Observers say Nigerian coaches have
a role to play in their unfortunate predicament. A domestic league coach, who
pleaded anonymity, said most of the coaches who get national appointments get
carried away, without signing their contract papers properly.
“Our coaches exert their energies in
trying to undo other local coaches for a particular national team job and they
then sign contracts that enslave them,” he said.
But Chukwu, an assistant to Dutchman
Clemens Westerhof when the Eagles won a second AFCON title and qualified for
their first ever World Cup in 1994, strongly disagrees.
The 1980 Green Eagles captain,
popularly known as Chairman, said most times the coaches fall victim because of
patriotism.
He said, “That is not true. We sign
the right contracts. You know, because you are patriotic, you don’t want to
take the federation to court.
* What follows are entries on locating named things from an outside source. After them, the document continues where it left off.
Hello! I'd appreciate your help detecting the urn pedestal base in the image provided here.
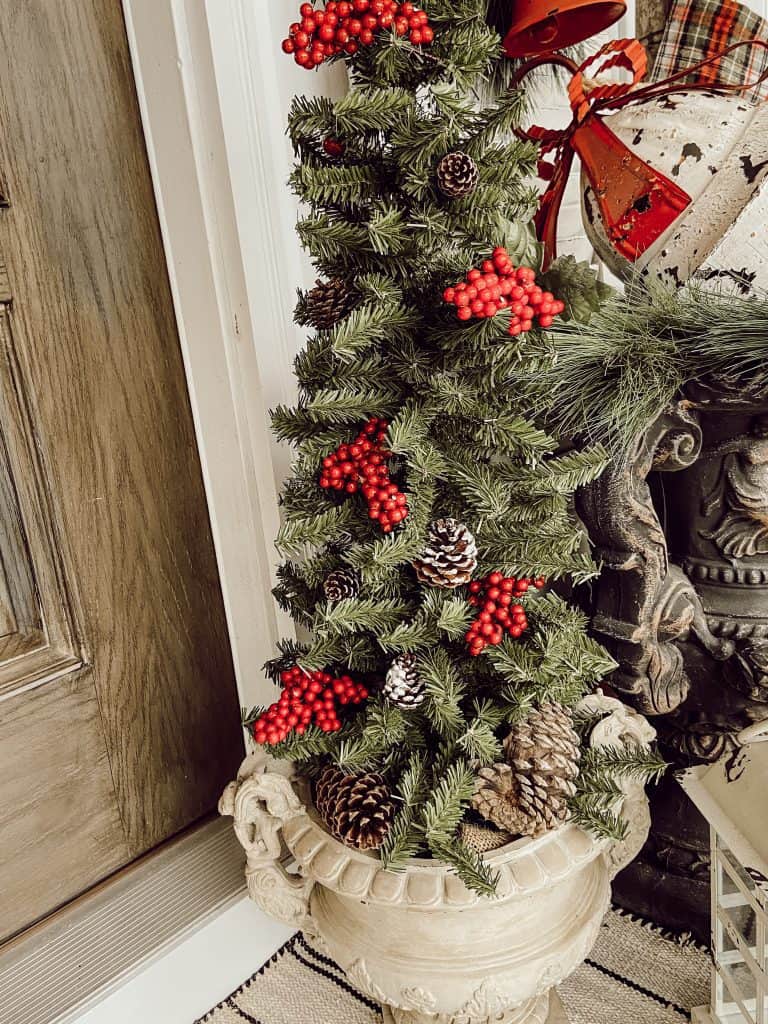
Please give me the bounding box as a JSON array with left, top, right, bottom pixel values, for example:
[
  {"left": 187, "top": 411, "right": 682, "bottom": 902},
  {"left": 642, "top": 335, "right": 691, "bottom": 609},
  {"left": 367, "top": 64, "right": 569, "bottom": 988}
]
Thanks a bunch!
[{"left": 382, "top": 991, "right": 568, "bottom": 1024}]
Foreigners won’t take that.
“We have worked outside Nigeria
before and nobody owed us. I got all my entitlements and was treated like a
king when I worked in Lebanon and managed the Harambee Stars of Kenya.
Interestingly, former Falcons coach,
Eucharia Uche, has appealed to Keshi to be patient with the football running
body.
The former Nigerian striker won the
2010 African Women’s Championship title but was booted out of office for her
failure to qualify the side for the 2011 All-Africa Games in Mozambique and the
2012 London Olympic Games.
During Uche’s time as coach of the
Falcons, the NFF hired a German, Thomas Obliers, as her assistant.
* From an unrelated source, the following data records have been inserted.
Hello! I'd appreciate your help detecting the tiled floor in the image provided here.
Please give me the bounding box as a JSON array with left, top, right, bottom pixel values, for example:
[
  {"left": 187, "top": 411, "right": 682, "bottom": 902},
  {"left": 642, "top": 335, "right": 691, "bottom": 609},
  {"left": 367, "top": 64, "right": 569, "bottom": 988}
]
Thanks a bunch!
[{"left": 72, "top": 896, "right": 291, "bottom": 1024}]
Obliers reportedly collected $63,000
while with the women’s national team for a very short time.
But the NFF allegedly owed Uche, a
widow and mother of two, two years salary. She was supposed to be paid N300,000
($2000) monthly.
Uche said, “Keshi has done very well
but I will advise him to be patient with his employers. Definitely, delay is
not denial. Maybe they are trying to sort out some things. There is no cause
for alarm yet.”
An Eagles midfielder, who pleaded
anonymity, said the NFF’s attitude could affect the national team
psychologically.
“If they don’t pay the coach his
money, how are we sure they will pay our allowances and bonuses. What they are
doing can make the players not give their best to the team. Personally, if I
get injured while on national duty, will anybody look my way again? This is not
good for our football. Pay the coach his money,” the player stated.
The issue took a new twist on
Thursday when the National Sports Commission gave the NFF 48 hours to explain
why the national coach was owed seven months’ salary.
The NFF receives its funding from
the sports commission.
“As far as I am concerned, it is a
national embarrassment. If they are having challenges with raising money, they
should have come to us. But they have not complained to us that they cannot
pay,” NSC Director-General, Gbenga Elegbeleye, was quoted as saying.
He added, “The coach is not like the
secretariat staff, he is on a contract. Because their staff have not been paid
does not mean the national coach should not be paid.
“If he gets sacked today, there is
no gratuity, so why should he suffer?”